People in California have a higher opinion of the quality and the value of wine produced in their state than do residents of the other 49 states. This phenomenon, dubbed “the Sierra gap,” (no, after the Sierra Nevada mountains, not Sierra Carche!) comes from the 2008 Wine Market Council survey. Fully 63 percent of Californians think that California wine offers better quality than similar wines as compared to 54 percent of respondents not from California. And in the question of value, the split was even wider at 73 percent versus 58 percent.
This fascinating finding may bear upon our discussion of around the comments from wine importer Bobby Kacher about why so few tasty American wines under $12?
I asked John Gillespie, president of the the Wine Market Council how his survey data differ from the annual Gallup poll, which we discussed recently. As a reminder, our description on the Gallup wine drinkers: “If an alien landed in a room full American wine drinkers, it would meet mostly college educated, AARP eligible women, probably not from the midwest.”
Gillespie writes to describe how his results compare to Gallup:
You will see that among core wine drinkers (those who drink wine once a week or more often) there is a slight tilt in the direction of males. You’ll also see the a higher percentage of males are reporting an increase in their wine consumption. And when you look at the gender ratio by generation, you will see that younger groups are either gender neutral, or, in fact, skew male. So while the college educated AARP eligible female wine drinker does exist, we should keep in mind that just down the bar there are a couple of guys in their 20s drinking Malbec and texting their friends to come join them.
Among wine drinkers (also from the 2008 Wine Market Council survey of U.S. wine drinkers) is is true that a higher percentage of females (69%) say they prefer wine to other forms of beverage alcohol (56% of males say this). But
the reality is that among core wine drinkers (who account for about 90% of all wine consumed) there are more males than females, and that younger wine drinkers skew male, not female.

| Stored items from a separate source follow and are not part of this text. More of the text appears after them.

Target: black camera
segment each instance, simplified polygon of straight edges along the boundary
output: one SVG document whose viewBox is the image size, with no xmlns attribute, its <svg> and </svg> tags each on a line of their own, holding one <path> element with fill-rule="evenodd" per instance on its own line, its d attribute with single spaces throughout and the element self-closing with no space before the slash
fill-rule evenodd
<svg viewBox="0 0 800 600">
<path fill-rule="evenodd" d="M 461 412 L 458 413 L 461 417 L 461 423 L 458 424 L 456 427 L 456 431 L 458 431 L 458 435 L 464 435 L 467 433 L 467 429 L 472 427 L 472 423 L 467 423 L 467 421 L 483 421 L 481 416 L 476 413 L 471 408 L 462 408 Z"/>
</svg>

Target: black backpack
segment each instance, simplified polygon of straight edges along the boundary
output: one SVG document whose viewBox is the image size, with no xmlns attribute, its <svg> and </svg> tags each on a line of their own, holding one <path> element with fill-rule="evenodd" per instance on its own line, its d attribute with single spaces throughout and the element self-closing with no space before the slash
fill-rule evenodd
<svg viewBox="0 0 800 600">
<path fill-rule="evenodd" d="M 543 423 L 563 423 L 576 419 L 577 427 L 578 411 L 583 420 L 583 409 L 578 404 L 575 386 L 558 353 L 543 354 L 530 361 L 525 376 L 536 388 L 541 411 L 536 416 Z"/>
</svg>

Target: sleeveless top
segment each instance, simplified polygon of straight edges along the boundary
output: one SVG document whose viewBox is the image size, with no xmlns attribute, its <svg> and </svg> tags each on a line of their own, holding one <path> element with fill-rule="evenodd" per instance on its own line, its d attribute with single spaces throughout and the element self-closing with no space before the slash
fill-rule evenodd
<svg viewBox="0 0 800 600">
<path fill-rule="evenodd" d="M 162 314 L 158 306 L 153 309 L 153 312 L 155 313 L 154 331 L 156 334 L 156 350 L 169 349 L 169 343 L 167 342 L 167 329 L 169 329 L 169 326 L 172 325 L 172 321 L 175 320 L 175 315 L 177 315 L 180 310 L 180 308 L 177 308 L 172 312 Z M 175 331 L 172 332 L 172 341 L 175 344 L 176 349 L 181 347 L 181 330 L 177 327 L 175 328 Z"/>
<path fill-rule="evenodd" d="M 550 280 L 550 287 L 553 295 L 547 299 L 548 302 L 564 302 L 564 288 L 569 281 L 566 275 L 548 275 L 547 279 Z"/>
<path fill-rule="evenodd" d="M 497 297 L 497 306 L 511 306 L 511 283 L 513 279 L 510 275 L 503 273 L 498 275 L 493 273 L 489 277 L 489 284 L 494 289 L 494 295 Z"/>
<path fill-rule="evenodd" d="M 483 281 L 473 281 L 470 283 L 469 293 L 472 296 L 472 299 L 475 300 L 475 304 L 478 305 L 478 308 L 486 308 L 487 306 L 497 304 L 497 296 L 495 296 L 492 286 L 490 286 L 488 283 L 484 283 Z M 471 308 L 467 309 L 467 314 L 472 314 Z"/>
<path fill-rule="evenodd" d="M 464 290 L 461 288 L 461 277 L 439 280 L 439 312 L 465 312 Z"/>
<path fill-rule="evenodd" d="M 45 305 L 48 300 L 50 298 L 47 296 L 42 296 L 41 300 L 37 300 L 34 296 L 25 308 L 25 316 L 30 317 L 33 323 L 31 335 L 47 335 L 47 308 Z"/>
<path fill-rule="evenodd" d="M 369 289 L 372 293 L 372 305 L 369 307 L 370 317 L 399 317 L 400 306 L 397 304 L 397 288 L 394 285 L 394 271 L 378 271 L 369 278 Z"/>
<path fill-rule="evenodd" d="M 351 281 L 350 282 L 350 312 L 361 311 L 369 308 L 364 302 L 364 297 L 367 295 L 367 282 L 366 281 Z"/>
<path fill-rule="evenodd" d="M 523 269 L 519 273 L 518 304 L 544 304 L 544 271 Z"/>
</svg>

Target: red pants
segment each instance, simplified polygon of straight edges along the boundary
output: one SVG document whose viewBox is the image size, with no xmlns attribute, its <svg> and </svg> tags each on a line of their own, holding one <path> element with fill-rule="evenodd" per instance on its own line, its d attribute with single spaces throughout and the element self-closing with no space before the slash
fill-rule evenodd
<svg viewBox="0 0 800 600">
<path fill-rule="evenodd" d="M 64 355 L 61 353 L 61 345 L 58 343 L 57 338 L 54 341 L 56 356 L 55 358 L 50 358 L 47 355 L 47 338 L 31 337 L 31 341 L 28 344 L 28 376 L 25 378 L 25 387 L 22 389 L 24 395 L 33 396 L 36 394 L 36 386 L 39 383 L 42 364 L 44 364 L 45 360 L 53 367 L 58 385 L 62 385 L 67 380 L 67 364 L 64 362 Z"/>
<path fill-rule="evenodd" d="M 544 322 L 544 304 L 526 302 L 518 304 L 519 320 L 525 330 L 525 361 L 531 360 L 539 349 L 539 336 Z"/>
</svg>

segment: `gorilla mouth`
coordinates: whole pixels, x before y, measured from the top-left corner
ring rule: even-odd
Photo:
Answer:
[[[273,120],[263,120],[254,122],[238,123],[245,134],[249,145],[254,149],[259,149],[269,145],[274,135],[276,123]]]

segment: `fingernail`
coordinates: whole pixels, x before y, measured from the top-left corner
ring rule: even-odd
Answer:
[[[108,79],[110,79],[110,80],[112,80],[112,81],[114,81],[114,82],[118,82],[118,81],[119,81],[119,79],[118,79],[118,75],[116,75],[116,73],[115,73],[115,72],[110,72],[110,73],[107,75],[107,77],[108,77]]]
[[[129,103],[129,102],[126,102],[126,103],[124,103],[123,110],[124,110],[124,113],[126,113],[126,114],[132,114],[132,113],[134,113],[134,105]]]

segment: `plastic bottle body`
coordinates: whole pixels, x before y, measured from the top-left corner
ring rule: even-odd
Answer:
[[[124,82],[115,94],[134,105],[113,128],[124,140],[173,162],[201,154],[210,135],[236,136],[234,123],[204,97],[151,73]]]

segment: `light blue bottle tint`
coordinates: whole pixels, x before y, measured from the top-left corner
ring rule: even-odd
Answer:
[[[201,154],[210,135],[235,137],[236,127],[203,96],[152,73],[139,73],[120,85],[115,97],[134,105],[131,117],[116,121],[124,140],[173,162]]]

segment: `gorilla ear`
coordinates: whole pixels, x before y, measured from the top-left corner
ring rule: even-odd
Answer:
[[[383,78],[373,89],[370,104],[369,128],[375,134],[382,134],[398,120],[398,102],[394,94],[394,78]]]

The Wine Market Council data also show that the youngest drinkers, a large generation younger than about 32 known as millennials, already consume the second most wine as a group and have the fastest growth rate at 46 percent. That’s quite a contrast to Europe, where younger drinkers are drinking less wine.
Slides after the jump.
The Wine Market Council describes itself as “a non-profit association of grape growers, wine producers, importers, wholesalers, and other affiliated businesses and organizations. The council’s mission is to establish the widespread acceptance of wine as a rewarding part of American culture and to encourage the responsible enjoyment of wine by current and future generations of adults in the United States.”